Wann bläst der Wind raum Ost und Nord?
Fahr wohl, dann müssen wir fort.
Die Flotte des Regiments Löwenstein vereinigte sich mit der zu Stade und segelte weiter. Da aber das Versprechen besserer Raumverteilung nicht eingehalten wurde, auch nicht eingehalten werden konnte, weil zu wenig Schiffe zur Verfügung standen in jenen Tagen großartiger Handelsgelegenheiten, so wurden die Kapitäne schon vor Glückstadt gezwungen, beizudrehen. Obwohl einige englische Fregatten ab Stade eine offene Meuterei zu unterdrücken vermochten, dauerte es doch geschlagene neun Wochen, ehe alle Schwierigkeiten als beseitigt gelten konnten und der Transport endgültig über Cuxhaven in See stach. In derselben Zeit hätte er in Westindien sein können.

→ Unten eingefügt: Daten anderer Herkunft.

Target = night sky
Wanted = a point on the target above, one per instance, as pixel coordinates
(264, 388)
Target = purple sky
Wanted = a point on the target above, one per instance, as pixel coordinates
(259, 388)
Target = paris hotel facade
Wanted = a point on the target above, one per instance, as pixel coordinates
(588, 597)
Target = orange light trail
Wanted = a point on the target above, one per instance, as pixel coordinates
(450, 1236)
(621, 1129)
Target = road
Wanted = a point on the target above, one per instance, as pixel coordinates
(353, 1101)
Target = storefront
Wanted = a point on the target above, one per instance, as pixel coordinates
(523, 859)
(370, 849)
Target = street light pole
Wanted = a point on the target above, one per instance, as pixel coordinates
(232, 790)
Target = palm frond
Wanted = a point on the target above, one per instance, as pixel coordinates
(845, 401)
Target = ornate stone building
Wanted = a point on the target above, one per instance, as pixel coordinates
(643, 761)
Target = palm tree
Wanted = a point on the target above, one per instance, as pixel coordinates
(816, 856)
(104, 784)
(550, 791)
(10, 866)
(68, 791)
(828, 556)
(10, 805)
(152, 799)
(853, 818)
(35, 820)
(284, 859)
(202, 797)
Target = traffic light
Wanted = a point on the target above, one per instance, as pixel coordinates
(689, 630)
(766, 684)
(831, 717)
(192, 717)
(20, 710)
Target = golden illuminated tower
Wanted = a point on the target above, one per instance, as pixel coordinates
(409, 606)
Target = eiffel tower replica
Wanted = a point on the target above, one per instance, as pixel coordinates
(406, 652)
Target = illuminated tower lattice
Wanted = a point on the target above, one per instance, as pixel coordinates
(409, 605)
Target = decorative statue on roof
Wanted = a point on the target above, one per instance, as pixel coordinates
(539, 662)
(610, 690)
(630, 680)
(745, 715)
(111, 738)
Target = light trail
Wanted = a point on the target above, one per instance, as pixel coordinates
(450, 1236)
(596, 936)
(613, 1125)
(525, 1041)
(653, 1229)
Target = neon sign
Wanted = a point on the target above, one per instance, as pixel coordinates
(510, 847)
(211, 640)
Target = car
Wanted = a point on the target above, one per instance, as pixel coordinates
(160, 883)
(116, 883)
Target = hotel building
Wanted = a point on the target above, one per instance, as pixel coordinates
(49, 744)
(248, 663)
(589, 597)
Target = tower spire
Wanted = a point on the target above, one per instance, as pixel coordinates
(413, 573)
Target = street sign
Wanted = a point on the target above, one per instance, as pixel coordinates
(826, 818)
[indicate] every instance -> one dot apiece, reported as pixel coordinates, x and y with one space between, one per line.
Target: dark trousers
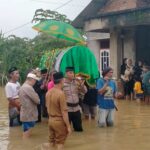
39 112
75 119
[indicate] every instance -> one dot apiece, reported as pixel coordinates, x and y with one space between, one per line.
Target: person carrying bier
59 126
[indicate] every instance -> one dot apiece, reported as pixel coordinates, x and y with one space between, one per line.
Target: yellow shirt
137 87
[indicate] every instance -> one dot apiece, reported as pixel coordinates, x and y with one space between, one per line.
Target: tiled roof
119 5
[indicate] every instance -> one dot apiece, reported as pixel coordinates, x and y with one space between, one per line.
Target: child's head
136 78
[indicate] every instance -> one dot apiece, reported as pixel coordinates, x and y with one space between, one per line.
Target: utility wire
54 3
14 29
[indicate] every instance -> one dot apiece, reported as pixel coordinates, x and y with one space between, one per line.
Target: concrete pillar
115 52
129 45
94 45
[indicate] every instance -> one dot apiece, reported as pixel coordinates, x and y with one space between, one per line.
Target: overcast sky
15 13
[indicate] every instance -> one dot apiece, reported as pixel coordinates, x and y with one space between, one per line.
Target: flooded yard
131 131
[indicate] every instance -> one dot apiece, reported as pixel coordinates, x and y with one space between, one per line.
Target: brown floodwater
131 131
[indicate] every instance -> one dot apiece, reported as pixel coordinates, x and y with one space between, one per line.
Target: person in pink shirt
51 82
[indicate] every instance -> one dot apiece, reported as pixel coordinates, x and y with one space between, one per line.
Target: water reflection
131 131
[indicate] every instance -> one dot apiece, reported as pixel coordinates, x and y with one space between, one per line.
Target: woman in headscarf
129 81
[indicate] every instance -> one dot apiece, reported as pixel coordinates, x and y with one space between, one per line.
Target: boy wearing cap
106 91
72 91
12 89
29 101
59 126
43 87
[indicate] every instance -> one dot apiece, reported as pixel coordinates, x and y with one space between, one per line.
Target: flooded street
131 131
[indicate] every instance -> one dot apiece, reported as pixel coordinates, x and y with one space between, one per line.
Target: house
117 29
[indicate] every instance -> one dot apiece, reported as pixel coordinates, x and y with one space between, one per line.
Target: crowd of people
60 98
136 80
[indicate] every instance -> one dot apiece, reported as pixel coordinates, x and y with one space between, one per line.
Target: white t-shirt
12 90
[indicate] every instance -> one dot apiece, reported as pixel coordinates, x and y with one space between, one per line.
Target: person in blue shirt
106 92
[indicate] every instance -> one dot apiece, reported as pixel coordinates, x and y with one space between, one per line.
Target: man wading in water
12 89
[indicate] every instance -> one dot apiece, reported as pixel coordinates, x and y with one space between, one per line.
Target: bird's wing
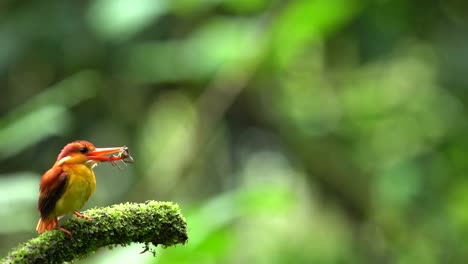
53 184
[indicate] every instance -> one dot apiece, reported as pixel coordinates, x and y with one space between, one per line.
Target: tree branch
157 223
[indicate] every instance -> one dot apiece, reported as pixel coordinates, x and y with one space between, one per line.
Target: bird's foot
81 215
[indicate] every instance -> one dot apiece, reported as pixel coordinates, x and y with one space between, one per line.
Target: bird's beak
98 154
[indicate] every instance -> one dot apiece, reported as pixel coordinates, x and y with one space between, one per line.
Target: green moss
152 223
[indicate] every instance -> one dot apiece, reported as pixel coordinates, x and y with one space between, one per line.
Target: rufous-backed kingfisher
67 186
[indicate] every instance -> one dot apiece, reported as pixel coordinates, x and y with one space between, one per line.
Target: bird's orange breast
80 186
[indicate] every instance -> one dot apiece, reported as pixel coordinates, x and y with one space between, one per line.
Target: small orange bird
67 186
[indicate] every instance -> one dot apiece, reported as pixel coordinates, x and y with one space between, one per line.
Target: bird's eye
84 150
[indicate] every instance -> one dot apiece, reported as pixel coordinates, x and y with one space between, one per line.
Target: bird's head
84 152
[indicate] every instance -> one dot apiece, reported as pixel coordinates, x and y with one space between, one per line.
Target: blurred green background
321 131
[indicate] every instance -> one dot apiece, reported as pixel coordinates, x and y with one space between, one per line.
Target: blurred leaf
302 22
118 20
18 196
33 127
45 114
218 44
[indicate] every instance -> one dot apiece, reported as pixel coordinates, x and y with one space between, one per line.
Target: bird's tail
45 224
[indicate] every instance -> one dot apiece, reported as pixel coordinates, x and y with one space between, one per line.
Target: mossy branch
157 223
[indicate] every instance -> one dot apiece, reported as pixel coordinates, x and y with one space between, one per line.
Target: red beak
98 154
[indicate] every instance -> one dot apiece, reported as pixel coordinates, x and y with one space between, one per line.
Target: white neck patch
62 160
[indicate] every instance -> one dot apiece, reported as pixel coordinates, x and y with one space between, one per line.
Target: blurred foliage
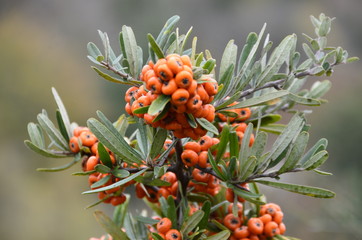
43 44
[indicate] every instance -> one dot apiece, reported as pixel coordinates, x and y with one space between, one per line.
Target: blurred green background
43 45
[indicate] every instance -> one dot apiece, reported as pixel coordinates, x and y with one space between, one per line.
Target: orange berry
194 103
173 234
183 79
205 143
255 226
87 138
282 228
232 222
175 64
130 93
169 87
278 217
74 145
154 85
180 96
266 218
241 232
203 159
169 177
189 158
164 225
200 176
186 60
193 146
271 229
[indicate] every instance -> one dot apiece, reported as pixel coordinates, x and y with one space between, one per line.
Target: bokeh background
43 45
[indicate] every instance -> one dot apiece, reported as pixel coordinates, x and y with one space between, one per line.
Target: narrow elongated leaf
262 100
63 113
52 131
273 128
224 139
159 104
319 146
115 231
36 135
296 152
112 140
315 161
290 132
228 57
156 49
304 100
207 125
304 190
223 235
267 119
191 222
158 141
104 155
116 184
278 57
259 144
130 47
61 168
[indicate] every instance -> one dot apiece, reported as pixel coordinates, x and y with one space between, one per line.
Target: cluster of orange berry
173 76
154 193
164 229
268 224
84 139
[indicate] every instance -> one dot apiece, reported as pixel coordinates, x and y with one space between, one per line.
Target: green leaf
224 139
304 100
93 50
110 227
156 49
158 141
265 99
273 128
290 132
61 168
223 235
296 152
63 114
116 184
104 155
101 182
159 104
102 168
146 220
113 79
228 57
191 222
207 125
267 119
277 58
300 189
120 173
317 160
171 211
36 135
319 146
52 131
131 52
259 144
114 141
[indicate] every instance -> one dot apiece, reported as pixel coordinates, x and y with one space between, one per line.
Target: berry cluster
268 224
84 140
173 76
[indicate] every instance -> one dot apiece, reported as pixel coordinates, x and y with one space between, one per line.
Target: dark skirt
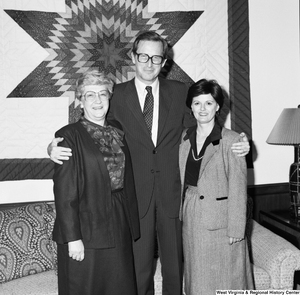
103 271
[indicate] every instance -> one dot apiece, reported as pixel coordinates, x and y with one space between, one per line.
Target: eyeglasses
155 59
91 96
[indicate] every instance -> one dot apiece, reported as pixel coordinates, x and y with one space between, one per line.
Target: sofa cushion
262 280
44 283
25 245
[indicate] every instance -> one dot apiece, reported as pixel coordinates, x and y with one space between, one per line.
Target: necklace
196 159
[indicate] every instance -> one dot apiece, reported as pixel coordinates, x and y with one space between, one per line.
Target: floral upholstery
25 244
275 259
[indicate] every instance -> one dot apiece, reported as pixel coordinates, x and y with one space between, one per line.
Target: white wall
274 81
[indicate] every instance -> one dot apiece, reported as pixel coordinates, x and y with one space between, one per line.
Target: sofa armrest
278 257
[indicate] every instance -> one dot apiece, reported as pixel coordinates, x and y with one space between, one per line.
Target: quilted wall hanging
207 38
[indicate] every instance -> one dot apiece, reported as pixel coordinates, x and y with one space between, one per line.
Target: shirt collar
141 87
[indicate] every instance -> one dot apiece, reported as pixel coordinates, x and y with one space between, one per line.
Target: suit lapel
209 152
184 150
165 101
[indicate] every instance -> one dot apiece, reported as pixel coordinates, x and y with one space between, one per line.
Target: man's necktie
148 108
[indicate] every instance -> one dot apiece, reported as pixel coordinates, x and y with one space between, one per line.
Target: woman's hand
242 147
76 250
234 240
58 153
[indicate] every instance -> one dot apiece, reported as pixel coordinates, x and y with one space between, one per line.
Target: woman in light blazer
214 189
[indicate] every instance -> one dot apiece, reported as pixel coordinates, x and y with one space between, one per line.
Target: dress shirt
142 92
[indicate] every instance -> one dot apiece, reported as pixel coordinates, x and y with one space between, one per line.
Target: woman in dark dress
97 215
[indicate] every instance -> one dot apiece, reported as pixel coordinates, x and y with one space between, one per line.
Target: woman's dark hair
150 36
204 86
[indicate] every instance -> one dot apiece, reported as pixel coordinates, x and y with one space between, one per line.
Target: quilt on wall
208 39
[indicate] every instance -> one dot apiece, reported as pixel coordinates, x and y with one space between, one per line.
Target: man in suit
153 131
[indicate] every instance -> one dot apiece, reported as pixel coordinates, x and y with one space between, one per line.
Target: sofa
28 254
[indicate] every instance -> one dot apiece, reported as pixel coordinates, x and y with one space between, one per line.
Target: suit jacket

Fregattenkapitän Popham ließ dem Handelhause Parish die magere Meldung zugehen, es handle sich um konträren Wind. Der Proviant müsse ergänzt werden. Woche um Woche verging. Zwei Monate vergingen. Popham war in London.
Parish nahm voller Sorge eines Tages die sieben Meilen Landweg über Elmshorn nach Glückstadt. Sein Sohn David begleitete ihn mit dem neidvollen Auftrag seiner Brüder, sich durch den Matrosen Jacky Hont die Geschichte vom Untergang der alten Juno vollständig erzählen zu lassen.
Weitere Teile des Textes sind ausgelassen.